En résumé, pour **la gauche radicale et urbaine**, François Ruffin a tort parce qu’il transige sur les valeurs d’accueil et divise les classes populaires. Pour **la droite et les milieux économiques**, il a tort parce que son programme économique relèverait d’une fiscalité punitive et d’un protectionnisme néfaste pour la compétitivité du pays.
Pour analyser en profondeur les raisons pour lesquelles François Ruffin est critiqué — ou jugé comme « ayant tort » —, il est nécessaire de décortiquer de manière exhaustive les fractures idéologiques, stratégiques et économiques qu’il cristallise.
Député de la Somme, fondateur du journal *Fakir*, réalisateur et figure incontournable du paysage politique français, François Ruffin s’est bâti une identité de "tribun du peuple". Cependant, sa trajectoire — notamment sa rupture fracassante avec Jean-Luc Mélenchon et La France insoumise (LFI) au cours de l’année 2024 — l’a placé au centre d’un feu croisé de critiques extrêmement denses.

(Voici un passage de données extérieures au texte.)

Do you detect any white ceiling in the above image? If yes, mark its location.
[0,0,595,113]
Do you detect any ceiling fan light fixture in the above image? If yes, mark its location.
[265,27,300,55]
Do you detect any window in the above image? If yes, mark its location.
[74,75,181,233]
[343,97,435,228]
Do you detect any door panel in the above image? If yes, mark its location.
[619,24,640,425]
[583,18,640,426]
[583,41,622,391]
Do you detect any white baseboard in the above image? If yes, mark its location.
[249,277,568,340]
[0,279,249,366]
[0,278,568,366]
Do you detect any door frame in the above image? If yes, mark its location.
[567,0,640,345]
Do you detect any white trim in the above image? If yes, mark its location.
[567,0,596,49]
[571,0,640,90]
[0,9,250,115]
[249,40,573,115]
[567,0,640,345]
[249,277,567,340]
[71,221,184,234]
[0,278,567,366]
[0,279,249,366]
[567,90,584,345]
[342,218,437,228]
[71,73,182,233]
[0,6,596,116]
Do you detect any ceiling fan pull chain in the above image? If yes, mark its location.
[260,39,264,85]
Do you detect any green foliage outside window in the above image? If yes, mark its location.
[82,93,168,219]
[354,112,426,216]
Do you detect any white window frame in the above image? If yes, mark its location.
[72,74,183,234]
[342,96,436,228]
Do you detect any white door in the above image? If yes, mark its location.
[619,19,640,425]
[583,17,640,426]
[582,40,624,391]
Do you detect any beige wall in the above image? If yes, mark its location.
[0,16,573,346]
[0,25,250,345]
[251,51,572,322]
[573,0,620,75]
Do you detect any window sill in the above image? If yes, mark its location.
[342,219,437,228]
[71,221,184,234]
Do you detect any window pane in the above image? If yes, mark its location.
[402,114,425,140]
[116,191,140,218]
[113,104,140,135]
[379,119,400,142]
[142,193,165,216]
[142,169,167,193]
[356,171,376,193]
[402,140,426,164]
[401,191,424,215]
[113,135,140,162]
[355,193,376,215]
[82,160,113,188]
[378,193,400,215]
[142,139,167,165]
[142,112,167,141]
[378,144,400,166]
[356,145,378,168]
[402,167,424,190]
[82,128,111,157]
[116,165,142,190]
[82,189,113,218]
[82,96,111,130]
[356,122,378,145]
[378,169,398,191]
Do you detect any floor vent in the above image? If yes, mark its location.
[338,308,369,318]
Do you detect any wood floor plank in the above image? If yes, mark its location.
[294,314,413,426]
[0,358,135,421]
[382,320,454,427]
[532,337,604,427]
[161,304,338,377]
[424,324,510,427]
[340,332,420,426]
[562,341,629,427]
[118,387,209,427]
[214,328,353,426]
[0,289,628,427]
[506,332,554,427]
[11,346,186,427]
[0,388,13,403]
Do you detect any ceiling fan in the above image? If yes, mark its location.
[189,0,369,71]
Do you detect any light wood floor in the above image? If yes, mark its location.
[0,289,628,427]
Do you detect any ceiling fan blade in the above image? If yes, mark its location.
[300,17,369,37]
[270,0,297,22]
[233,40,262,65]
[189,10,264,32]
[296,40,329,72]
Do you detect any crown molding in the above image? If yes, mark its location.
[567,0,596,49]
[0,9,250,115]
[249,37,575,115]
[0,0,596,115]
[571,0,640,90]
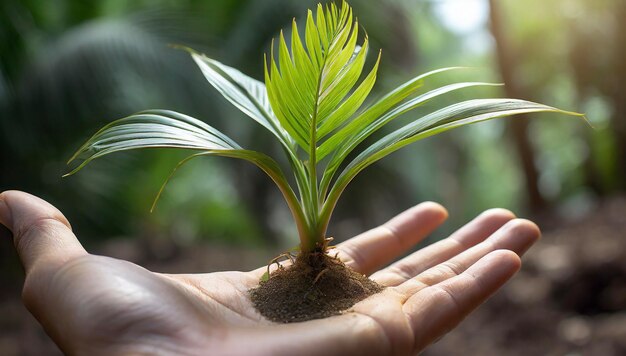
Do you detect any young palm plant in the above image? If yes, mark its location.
[69,2,578,319]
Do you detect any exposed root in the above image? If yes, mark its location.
[250,250,383,323]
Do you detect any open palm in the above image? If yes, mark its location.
[0,191,539,355]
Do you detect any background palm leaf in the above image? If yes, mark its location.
[70,2,578,252]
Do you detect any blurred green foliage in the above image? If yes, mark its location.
[0,0,626,249]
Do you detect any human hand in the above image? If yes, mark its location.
[0,191,540,355]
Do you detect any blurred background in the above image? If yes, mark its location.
[0,0,626,355]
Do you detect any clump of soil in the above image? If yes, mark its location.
[250,252,383,323]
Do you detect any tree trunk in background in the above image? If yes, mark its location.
[489,0,546,210]
[610,1,626,191]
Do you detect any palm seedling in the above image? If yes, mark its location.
[70,2,577,319]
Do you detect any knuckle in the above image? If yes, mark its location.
[481,208,515,220]
[507,218,541,238]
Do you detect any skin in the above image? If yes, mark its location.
[0,191,540,355]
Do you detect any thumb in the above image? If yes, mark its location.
[0,191,87,274]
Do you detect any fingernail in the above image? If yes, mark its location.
[0,197,13,230]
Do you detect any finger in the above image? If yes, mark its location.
[397,219,541,295]
[0,191,86,274]
[371,209,515,287]
[403,250,521,350]
[337,202,448,274]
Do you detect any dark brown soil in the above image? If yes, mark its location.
[250,252,383,323]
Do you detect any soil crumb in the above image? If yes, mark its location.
[250,252,383,323]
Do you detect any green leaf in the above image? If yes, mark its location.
[317,67,465,161]
[66,110,307,245]
[186,49,294,151]
[265,3,378,155]
[322,99,583,225]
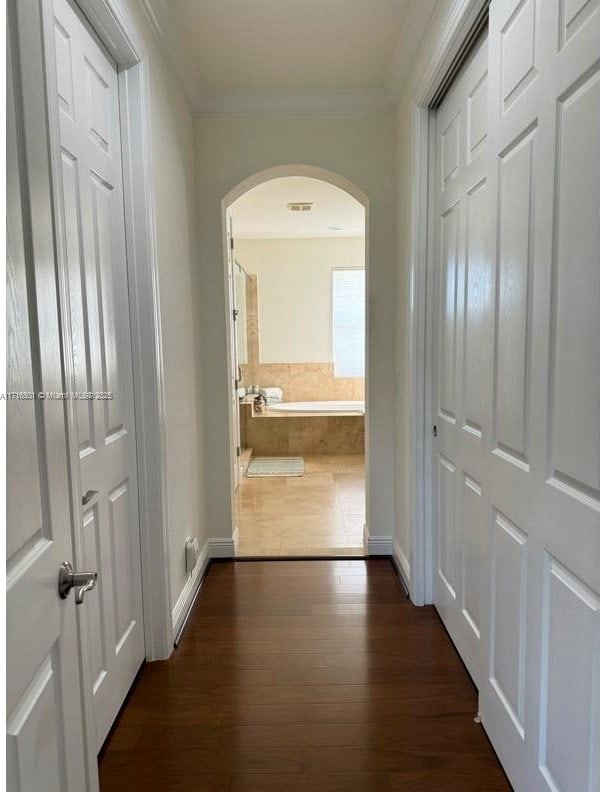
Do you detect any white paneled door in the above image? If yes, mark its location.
[53,0,144,748]
[2,2,87,792]
[435,0,600,792]
[226,214,246,490]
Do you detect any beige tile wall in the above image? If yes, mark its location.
[240,363,365,401]
[240,404,365,456]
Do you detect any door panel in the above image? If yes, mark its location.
[54,0,144,748]
[434,32,493,683]
[435,0,600,792]
[6,3,87,792]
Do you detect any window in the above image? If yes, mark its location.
[332,269,365,377]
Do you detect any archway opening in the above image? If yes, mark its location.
[223,166,368,557]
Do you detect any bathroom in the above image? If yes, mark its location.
[228,176,366,557]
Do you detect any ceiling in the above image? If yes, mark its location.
[171,0,410,93]
[231,176,365,239]
[141,0,440,113]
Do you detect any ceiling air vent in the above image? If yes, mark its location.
[288,201,313,212]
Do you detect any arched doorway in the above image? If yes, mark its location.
[222,165,368,557]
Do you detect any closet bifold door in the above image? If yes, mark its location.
[480,0,600,792]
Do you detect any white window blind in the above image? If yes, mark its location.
[332,269,365,377]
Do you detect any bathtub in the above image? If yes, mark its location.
[268,401,365,415]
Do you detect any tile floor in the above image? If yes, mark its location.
[236,454,365,557]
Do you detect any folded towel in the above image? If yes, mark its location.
[259,388,283,404]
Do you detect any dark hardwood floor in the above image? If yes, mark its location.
[100,559,510,792]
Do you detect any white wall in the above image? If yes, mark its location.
[394,0,456,571]
[120,0,206,606]
[234,235,365,363]
[195,113,397,537]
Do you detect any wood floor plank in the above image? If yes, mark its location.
[100,559,510,792]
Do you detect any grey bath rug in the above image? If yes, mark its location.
[246,457,304,478]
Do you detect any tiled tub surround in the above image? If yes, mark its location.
[240,363,365,401]
[236,452,365,556]
[240,403,365,456]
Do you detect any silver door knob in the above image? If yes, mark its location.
[58,561,98,605]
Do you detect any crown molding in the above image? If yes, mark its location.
[140,0,472,117]
[386,0,444,104]
[196,90,394,116]
[140,0,207,113]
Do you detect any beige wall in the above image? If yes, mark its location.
[235,232,365,363]
[122,0,206,606]
[195,113,397,537]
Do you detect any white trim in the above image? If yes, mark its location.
[365,525,394,556]
[41,0,173,792]
[409,0,488,605]
[387,0,440,102]
[392,540,410,591]
[72,0,173,660]
[173,540,211,637]
[208,536,235,558]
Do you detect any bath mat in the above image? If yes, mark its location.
[246,457,304,478]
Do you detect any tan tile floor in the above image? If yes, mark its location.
[236,454,365,556]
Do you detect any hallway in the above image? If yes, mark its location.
[100,559,511,792]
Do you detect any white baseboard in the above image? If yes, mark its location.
[367,535,394,555]
[173,541,211,636]
[393,540,410,591]
[208,537,235,558]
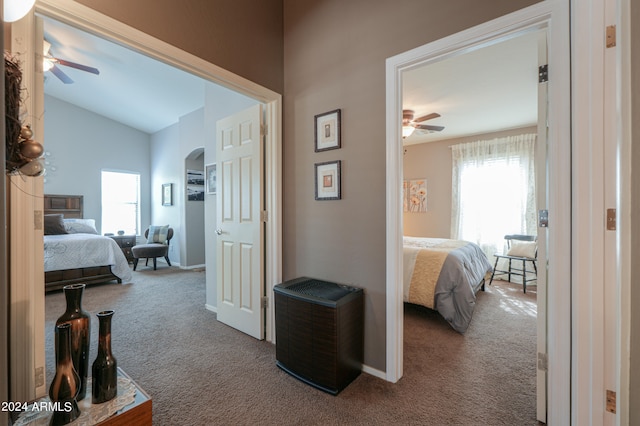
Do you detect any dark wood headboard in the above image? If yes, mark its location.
[44,194,84,219]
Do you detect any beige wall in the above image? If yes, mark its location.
[284,0,536,371]
[70,0,539,371]
[77,0,283,93]
[403,126,538,238]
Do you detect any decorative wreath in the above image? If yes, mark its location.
[4,52,44,176]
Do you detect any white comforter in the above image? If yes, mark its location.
[44,234,132,282]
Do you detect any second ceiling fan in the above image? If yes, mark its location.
[402,109,444,138]
[42,40,100,84]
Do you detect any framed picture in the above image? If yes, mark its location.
[402,179,427,213]
[315,160,341,200]
[187,185,204,201]
[314,109,340,152]
[162,183,173,206]
[205,164,217,194]
[187,170,204,185]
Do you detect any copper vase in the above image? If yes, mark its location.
[91,311,118,404]
[56,284,91,401]
[49,323,80,426]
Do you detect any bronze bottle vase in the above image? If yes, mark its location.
[91,310,118,404]
[56,284,91,401]
[49,323,81,426]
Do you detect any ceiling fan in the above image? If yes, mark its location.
[402,109,444,138]
[42,40,100,84]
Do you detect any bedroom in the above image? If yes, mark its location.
[43,18,255,307]
[402,28,544,418]
[5,2,632,424]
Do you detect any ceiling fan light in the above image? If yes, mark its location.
[3,0,36,22]
[402,126,415,138]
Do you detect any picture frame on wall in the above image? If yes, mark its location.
[314,109,342,152]
[315,160,342,200]
[205,164,218,194]
[162,183,173,206]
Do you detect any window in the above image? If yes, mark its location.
[451,135,537,259]
[102,170,140,235]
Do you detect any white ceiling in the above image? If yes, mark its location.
[403,32,538,145]
[43,17,538,144]
[43,18,205,134]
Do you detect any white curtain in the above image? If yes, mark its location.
[451,134,537,261]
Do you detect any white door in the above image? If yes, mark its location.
[216,104,264,339]
[536,30,548,423]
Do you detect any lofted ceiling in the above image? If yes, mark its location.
[43,17,205,134]
[402,32,539,145]
[43,17,539,141]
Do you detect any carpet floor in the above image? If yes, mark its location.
[46,267,538,426]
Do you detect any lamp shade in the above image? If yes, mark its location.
[4,0,36,22]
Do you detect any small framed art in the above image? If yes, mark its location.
[314,109,341,152]
[162,183,173,206]
[315,160,341,200]
[205,164,217,194]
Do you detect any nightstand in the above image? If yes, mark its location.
[109,235,136,263]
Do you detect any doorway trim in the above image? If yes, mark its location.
[386,0,571,424]
[35,0,282,343]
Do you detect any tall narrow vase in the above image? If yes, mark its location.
[49,323,80,426]
[91,311,118,404]
[56,284,91,401]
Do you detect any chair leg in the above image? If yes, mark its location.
[489,257,500,285]
[522,260,527,293]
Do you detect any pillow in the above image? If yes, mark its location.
[64,219,98,235]
[507,241,536,259]
[44,214,67,235]
[147,225,169,244]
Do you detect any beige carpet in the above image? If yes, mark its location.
[46,268,538,426]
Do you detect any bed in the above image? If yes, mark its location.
[44,194,132,291]
[403,236,492,333]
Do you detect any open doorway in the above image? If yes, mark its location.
[5,2,282,399]
[401,29,546,420]
[386,2,571,420]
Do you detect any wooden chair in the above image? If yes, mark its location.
[489,234,538,293]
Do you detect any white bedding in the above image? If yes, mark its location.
[44,234,132,282]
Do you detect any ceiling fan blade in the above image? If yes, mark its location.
[413,112,440,123]
[49,65,73,84]
[56,58,100,74]
[415,124,444,132]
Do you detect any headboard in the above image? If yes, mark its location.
[44,194,83,219]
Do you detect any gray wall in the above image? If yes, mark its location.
[149,123,184,265]
[74,0,538,370]
[43,96,151,232]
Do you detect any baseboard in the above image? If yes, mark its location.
[362,364,387,380]
[177,263,206,270]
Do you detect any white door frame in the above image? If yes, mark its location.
[35,0,282,342]
[386,0,571,424]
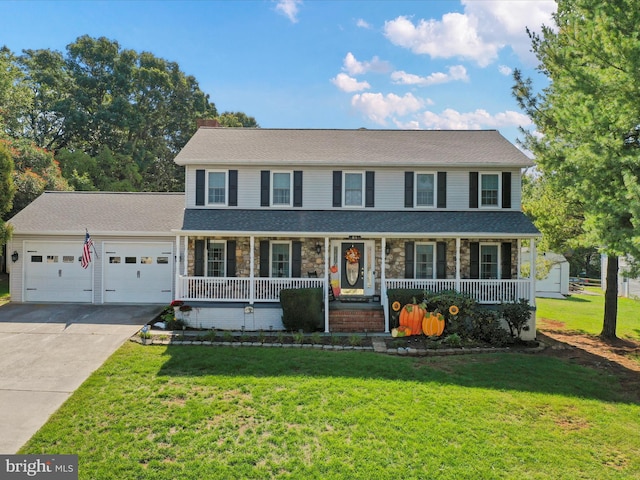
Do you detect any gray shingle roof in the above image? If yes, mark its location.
[182,209,540,238]
[175,127,533,168]
[9,192,185,235]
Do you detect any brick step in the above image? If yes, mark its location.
[329,308,384,333]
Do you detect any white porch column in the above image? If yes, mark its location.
[380,237,389,333]
[324,237,331,333]
[456,237,462,293]
[173,234,182,298]
[529,238,538,307]
[249,235,256,305]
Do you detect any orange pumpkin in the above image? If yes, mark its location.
[422,312,444,337]
[400,303,427,335]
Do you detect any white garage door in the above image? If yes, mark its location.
[24,240,93,303]
[103,242,173,304]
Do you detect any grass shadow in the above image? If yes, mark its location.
[156,345,637,403]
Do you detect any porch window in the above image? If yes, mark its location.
[271,242,291,277]
[271,172,291,206]
[207,172,227,205]
[416,243,435,278]
[480,244,500,280]
[480,173,500,207]
[207,241,226,277]
[344,173,364,207]
[416,173,436,207]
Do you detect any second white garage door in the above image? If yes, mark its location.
[103,242,173,304]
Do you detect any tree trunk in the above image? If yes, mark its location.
[600,255,618,340]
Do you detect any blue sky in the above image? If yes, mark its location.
[0,0,556,143]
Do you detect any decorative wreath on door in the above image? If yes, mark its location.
[344,247,360,263]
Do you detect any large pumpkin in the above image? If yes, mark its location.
[400,303,427,335]
[422,312,444,337]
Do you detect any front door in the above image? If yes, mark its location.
[331,240,375,296]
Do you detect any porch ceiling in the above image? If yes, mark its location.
[179,209,540,238]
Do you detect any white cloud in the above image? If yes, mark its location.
[391,65,469,87]
[384,0,556,67]
[417,108,531,130]
[276,0,302,23]
[331,73,371,92]
[342,52,391,75]
[384,13,502,66]
[351,93,424,125]
[498,65,513,77]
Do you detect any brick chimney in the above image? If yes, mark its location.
[196,118,220,128]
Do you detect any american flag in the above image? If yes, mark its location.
[80,230,93,268]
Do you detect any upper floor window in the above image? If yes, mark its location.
[415,243,436,278]
[207,240,226,277]
[344,173,364,207]
[271,172,291,206]
[480,173,500,207]
[480,244,500,280]
[271,242,291,278]
[416,173,436,207]
[207,172,227,205]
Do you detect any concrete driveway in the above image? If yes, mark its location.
[0,303,162,454]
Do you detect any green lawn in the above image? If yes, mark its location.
[536,289,640,340]
[20,343,640,480]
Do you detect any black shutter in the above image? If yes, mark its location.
[404,242,415,278]
[196,170,205,205]
[502,172,511,208]
[436,242,447,278]
[364,172,376,207]
[469,172,478,208]
[260,170,271,207]
[333,170,342,207]
[229,170,238,207]
[293,170,302,207]
[500,242,511,280]
[260,240,269,277]
[437,172,447,208]
[193,240,204,277]
[404,172,413,208]
[291,241,302,278]
[469,242,480,279]
[226,240,236,277]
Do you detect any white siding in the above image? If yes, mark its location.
[185,165,522,210]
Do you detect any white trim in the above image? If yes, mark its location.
[270,170,293,208]
[478,171,502,210]
[342,170,366,208]
[413,171,438,209]
[204,169,229,207]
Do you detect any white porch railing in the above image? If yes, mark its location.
[177,276,324,303]
[177,276,533,304]
[386,278,532,304]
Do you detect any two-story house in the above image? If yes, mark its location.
[175,127,540,338]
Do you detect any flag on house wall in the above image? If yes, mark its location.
[80,230,93,268]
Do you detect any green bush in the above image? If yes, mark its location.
[280,288,324,332]
[500,298,531,338]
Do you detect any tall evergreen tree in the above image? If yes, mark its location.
[513,0,640,339]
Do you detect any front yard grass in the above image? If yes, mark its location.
[536,289,640,340]
[20,342,640,480]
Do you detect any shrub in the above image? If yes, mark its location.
[500,298,531,338]
[280,288,324,332]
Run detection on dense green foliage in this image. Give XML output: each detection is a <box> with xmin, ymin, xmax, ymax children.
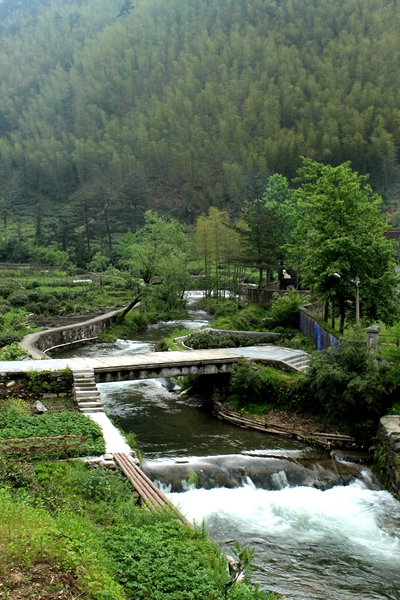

Voici un développement détaillé, argument par argument, des raisons pour lesquelles ses différents opposants estiment qu’il fait fausse route.
— -
## 1. La rupture stratégique avec la gauche : Le procès en « abandon des quartiers et des minorités »
C’est sans doute le grief le plus féroce qui lui est adressé par ses anciens alliés de la gauche radicale et de l’écosystème militant progressiste.
### L’opposition factice entre « la France des bourgs » et « les quartiers »
La stratégie historique de La France insoumise (théorisée notamment par Jean-Luc Mélenchon et le politologue Stefano Palombarini) repose sur l’union des classes populaires urbaines (les banlieues, souvent issues de l’immigration) et de la jeunesse diplômée mais précarisée des métropoles. C’est ce qu’on appelle la stratégie du "bloc populaire".
François Ruffin, lui, défend une autre ligne : il estime que la gauche a perdu sa base historique, à savoir la classe ouvrière et la France périphérique (les zones rurales, les anciens bassins industriels du Nord et de l’Est), qui vote aujourd’hui massivement pour le Rassemblement National (RN). Ses détracteurs au sein de la gauche lui reprochent d’avoir acté une rupture géographique et culturelle. En insistant lourdement sur la nécessité de reparler à l’électorat rural et aux déçus du RN, Ruffin est accusé d’invisibiliser, voire de sacrifier, les luttes des banlieues populaires. Ses critiques estiment que sa vision de la "classe ouvrière" est datée, essentialisée et implicitement blanche.
### L’accusation de complaisance ou de silence sur le racisme et les violences policières
Pour une large frange de la gauche militante (notamment les mouvements antiracistes et décoloniaux), Ruffin a "tort" parce qu’il éluderait ou minimiserait la question du racisme systémique et des violences policières, jugées trop clivantes pour l’électorat des campagnes qu’il cherche à reconquérir.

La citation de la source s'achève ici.